Note, the Kaggle Challenge looks at all possible matchups in each tournament since the challenge was released prior to the tournament brackets being made. Also note, the Kaggle Challenge provides us data for both Men's and Women's tournaments.
One final thing to note is how I am evaluating the model The model is being evaluated using Brier Score. This was provided to us via the Kaggle Competition. I am also using Log-Loss to compare my model's results to last year's competition. I am also using accuracy because I want to see how accurate my model is. Note, I will not choose my model based off of this.
- Python
- Pandas: library to help leverage and manipulate tables (DataFrames)
- Numpy: library that provides lots of the fundamental scientific computing in Python.
- Matplotlib: library that provides tools to create nice visuals in Python.
- Seaborn: library that gives us nice visuals in Python.
- Scikit-Learn: API that allows us to build machine learning models in Python.
- Catboost: library that allows us to leverage the Gradient Boosting on Decision Trees Algorithm.
- Keras: a framework that allows the user to leverage Deep Learning models for various problems. (Note, this version of Keras is using Tensorflow backend).
- Scikeras: A wrapper that allows us to leverage Scikit-Learn functions with Keras deep learning models.
- Poetry: A Python dependency management system.
- Pickle: Python Object Serialization, helps with saving models.
The way I monitored project results was to (a) submit the predictions to the Kaggle competition (of course) and (b) leverage the model to create brackets for both the Men's and Women's games. From the prediction side of things, overall, the model was able to predict games with a 62.5% accuracy. However, what is to be noted here is the huge disparity between the accuracies for the Men's games and the Women's games. The model was able to predict the Men's games with a 55.56% accuracy and was able to predict the Women's games with a 69.84% accuracy. Obviously, there is a big gap in the accuracies and this reflected in the brackets. My men's bracket earned 290/1920 possible points on the ESPN bracket challenge. A lot of this can be attributed to the model's inability to predict the men's games at a high accuracy, which resulted in a lot of misses in the round of 64 which led to the entire bracket being thrown off. The women's bracket, on the other hand, earned 890/1920 possible points on the ESPN bracket challenge. Again, this can be attributed to a high accuracy in predicting the games correctly throughout. Obviously, some improvements are needed, but this is a good start.
- Predicting college basketball match outcomes using machine learning techniques: some results and lessons learned: A research paper published in 2013 that provided me with some ideas on features to create and models to try.

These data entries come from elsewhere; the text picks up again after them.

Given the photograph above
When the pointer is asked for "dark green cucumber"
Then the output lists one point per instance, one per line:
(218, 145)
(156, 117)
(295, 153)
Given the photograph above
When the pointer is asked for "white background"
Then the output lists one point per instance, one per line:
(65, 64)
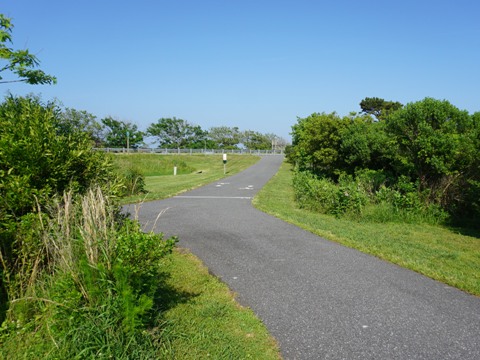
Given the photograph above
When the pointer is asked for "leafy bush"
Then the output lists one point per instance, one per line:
(38, 159)
(91, 284)
(322, 195)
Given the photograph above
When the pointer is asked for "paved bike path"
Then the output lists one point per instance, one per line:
(319, 299)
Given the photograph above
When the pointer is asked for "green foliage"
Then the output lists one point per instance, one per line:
(38, 159)
(225, 137)
(430, 134)
(71, 121)
(316, 141)
(430, 145)
(121, 134)
(323, 195)
(254, 140)
(19, 62)
(365, 145)
(134, 182)
(177, 134)
(88, 288)
(379, 108)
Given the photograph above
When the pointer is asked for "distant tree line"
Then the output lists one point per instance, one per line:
(169, 133)
(415, 157)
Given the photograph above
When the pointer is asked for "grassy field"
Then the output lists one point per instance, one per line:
(192, 171)
(440, 253)
(200, 318)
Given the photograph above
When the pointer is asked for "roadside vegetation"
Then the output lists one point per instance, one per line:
(450, 255)
(150, 176)
(79, 280)
(398, 182)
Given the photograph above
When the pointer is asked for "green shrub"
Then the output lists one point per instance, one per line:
(89, 288)
(322, 195)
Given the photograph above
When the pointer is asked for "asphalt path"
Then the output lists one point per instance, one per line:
(319, 299)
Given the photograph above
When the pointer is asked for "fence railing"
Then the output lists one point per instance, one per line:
(191, 151)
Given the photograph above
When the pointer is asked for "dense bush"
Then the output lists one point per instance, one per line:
(325, 196)
(419, 162)
(96, 289)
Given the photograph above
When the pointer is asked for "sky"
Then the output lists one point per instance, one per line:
(254, 64)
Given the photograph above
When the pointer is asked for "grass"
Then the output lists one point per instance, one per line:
(202, 319)
(192, 171)
(199, 316)
(437, 252)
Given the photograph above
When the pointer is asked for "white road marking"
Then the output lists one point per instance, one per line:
(214, 197)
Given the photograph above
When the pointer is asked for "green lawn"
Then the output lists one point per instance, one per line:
(192, 171)
(200, 318)
(434, 251)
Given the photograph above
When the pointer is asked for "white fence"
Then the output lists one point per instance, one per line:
(191, 151)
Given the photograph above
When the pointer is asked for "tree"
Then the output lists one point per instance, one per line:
(19, 62)
(72, 120)
(225, 137)
(434, 142)
(365, 145)
(117, 133)
(379, 107)
(177, 133)
(253, 140)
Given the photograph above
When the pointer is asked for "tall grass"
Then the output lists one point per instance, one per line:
(438, 252)
(192, 171)
(89, 290)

Also gave me some insight on what some key predictors might be.
- Build a proper preprocessing pipeline that can automate the preprocessing of the data (box scores to actual model ready data).

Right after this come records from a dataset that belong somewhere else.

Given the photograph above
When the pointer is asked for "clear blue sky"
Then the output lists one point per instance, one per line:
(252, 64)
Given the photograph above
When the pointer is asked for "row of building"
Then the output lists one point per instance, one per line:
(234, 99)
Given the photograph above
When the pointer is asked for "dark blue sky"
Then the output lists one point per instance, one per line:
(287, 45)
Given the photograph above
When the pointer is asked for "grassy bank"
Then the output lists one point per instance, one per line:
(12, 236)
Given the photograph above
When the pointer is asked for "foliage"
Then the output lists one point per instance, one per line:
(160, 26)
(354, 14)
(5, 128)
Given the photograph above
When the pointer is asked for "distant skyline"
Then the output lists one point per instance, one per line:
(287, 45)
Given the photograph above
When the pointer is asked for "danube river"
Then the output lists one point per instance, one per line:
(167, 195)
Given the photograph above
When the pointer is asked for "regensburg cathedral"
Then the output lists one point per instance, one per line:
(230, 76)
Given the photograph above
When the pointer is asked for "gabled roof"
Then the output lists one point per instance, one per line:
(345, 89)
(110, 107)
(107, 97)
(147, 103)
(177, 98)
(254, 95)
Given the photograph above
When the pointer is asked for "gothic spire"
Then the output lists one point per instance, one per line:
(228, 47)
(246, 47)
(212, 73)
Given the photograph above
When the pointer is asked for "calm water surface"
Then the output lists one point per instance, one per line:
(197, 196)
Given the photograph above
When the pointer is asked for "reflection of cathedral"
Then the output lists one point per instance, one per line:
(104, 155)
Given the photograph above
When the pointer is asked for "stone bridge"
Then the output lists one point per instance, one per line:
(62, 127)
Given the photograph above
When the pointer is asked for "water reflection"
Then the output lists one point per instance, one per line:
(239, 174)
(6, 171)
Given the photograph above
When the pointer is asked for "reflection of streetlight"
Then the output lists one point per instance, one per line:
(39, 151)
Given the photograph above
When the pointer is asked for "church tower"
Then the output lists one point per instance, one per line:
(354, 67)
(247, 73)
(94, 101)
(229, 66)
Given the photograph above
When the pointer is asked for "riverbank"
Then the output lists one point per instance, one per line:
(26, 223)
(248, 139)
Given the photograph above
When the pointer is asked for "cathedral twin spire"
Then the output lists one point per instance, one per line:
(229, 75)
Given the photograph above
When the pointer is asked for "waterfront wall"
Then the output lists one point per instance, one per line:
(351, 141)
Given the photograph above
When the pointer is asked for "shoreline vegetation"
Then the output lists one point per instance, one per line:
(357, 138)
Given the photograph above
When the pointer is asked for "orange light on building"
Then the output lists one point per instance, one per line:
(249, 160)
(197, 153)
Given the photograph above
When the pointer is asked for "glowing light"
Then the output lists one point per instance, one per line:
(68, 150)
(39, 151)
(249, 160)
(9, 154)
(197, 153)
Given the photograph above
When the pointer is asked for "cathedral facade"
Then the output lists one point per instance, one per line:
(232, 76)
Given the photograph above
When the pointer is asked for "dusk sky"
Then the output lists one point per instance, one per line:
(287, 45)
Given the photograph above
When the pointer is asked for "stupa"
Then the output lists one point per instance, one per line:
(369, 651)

- Read more papers to improve our feature set so that we can elevate the model's performance (engineering better features).
- Build a UI/UX so that this can become an actual application with a frontend that a user can use.
- Build a smooth pipeline such that we can send in 2 team names and get a prediction.
- Understand and analyze the errors made by the model in the 2023 tournament.
- Perform more feature analysis to better engineer our feature set.